Our contribution of 3310 in 1995 to the new partnership with Prudential
Life Insurance paying off the mortgage was a wise decision. It now enables
that partnership to have sufficient cash flow to pay their these costs. If we
had not made that change, our partnership would not have the cash flow to pay
these expenses and the partnership would stand a good chance of losing the
building.
PART I - FINANCIAL INFORMATION
continued
Results of Operations
The Partnership holds a majority joint venture interests in
Bellevue Plaza Partners (66 2/3%). The operational results of the Partnership
for the nine months ending September 30, 1997 are summarized below.
Bellevue Partnership Total
Revenues $585,069 $ 32,057 $617,126
Operating expenses 136,150 51,223 187,373
Interest 268,860 - 268,860
Depreciation & amort. 116,536 8,655 125,191
521,546 59,878 581,424
Net income (loss) 63,523 ( 27,821) 35,702
Partnership share 66 2/3% 100%
Partnership net income
(loss) $ 42,349 ($ 27,821) $ 14,528
Partnership Oper. cash
flow $162,686 ($ 19,166) $143,520
Operational results for the comparable nine month period ended
September 30, 1996 were:
Bellevue Partnership Total
Revenues $569,639 $ 1,334 $570,973
Operating expenses 126,319 87,590 213,909
Interest 272,720 - 272,720
Depreciation & amort. 124,393 7,821 132,214
523,432 95,411 618,843
Net income (loss) 46,207 ( 94,077) ( 47,870)
Partnership share 66 2/3% 100%
Partnership net income
(loss) $ 30,805 ($ 94,077) ($ 63,272)
Partnership Operating
cash flow $190,070 ($ 91,589) $ 98,481
The Partnership utilized the proceeds of the offering to acquire,
operate and hold for investment existing income producing commercial real
estate properties. Since the proceeds of the offering were less than the
maximum amount, the Partnership was unable to diversify its investments to
the extent initially desired.
PART II - OTHER INFORMATION
ITEM 1. Legal Proceedings
None.
ITEM 2. Changes in Securities
None.
ITEM 3. Default Upon Senior Securities
None.
ITEM 4. Submission of Matters to a Vote of Security Holders
None.
ITEM 5. Other Information
None.
ITEM 6. Exhibits and Reports on Form 8-K
1. Exhibits
None.
2. Form 8-K.
None.
SIGNATURES
Pursuant to the requirements of Section 13 or 15(d) of the Securities
Exchange Act of 1934, the registrant has duly caused this report to be
signed on its behalf by the undersigned, thereunto duly authorized.

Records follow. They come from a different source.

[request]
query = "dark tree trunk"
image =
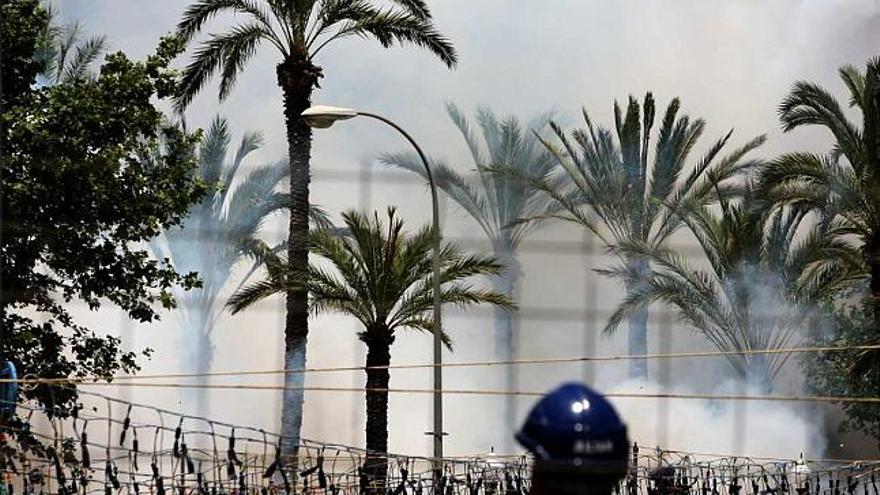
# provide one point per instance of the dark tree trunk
(873, 259)
(296, 78)
(638, 327)
(378, 342)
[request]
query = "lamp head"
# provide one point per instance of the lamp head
(323, 116)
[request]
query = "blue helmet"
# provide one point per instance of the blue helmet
(576, 425)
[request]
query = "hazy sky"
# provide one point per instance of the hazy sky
(731, 62)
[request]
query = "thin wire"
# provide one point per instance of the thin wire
(514, 362)
(619, 395)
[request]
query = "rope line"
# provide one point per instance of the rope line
(472, 364)
(619, 395)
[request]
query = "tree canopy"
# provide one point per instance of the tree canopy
(91, 171)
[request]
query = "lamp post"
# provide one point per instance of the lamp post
(322, 117)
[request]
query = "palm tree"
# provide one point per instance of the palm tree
(496, 204)
(299, 30)
(758, 290)
(618, 194)
(842, 186)
(211, 239)
(381, 276)
(63, 53)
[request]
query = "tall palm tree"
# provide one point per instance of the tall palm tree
(759, 287)
(496, 204)
(381, 276)
(615, 191)
(299, 30)
(211, 239)
(64, 53)
(842, 186)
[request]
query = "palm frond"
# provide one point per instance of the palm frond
(227, 52)
(389, 27)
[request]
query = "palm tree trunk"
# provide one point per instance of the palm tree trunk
(505, 342)
(378, 358)
(873, 258)
(296, 79)
(638, 327)
(198, 352)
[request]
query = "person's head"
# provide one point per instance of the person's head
(579, 443)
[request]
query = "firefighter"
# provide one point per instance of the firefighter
(579, 443)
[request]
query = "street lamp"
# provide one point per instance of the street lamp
(322, 117)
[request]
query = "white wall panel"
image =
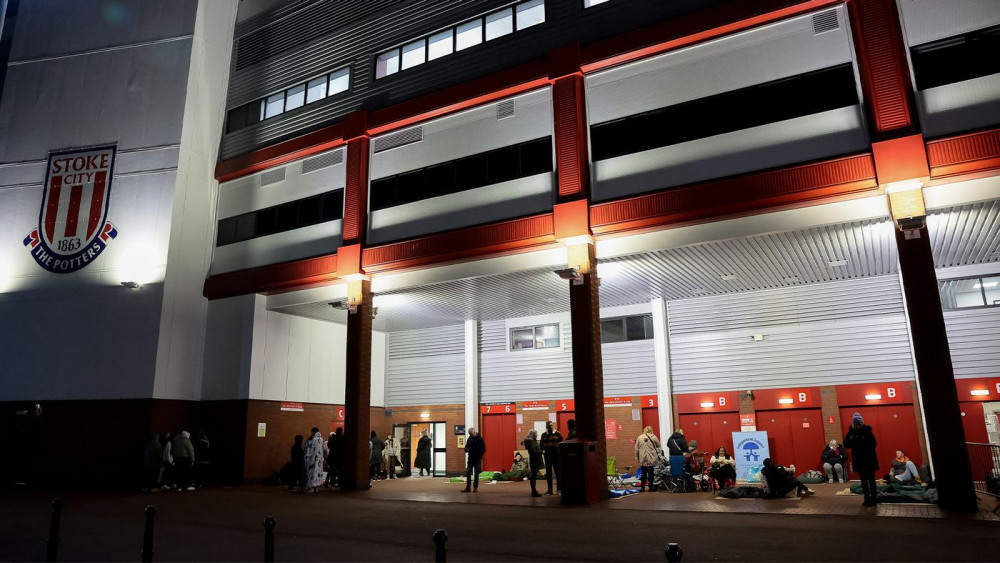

U.S. REALTY INCOME PARTNERS L.P.
By: Vanderbilt Realty Joint Venture,
the General Partner
By: Vanderbilt Realty Associates, Inc.
its Managing General Partner
By: Robert Bond Miller
Robert Bond Miller
President, Director, Chief Executive
Officer, Chief Financial Officer and
Chief Accounting Officer
November 12, 1997
See Accountants' Compilation Report and Notes to Financial Statements.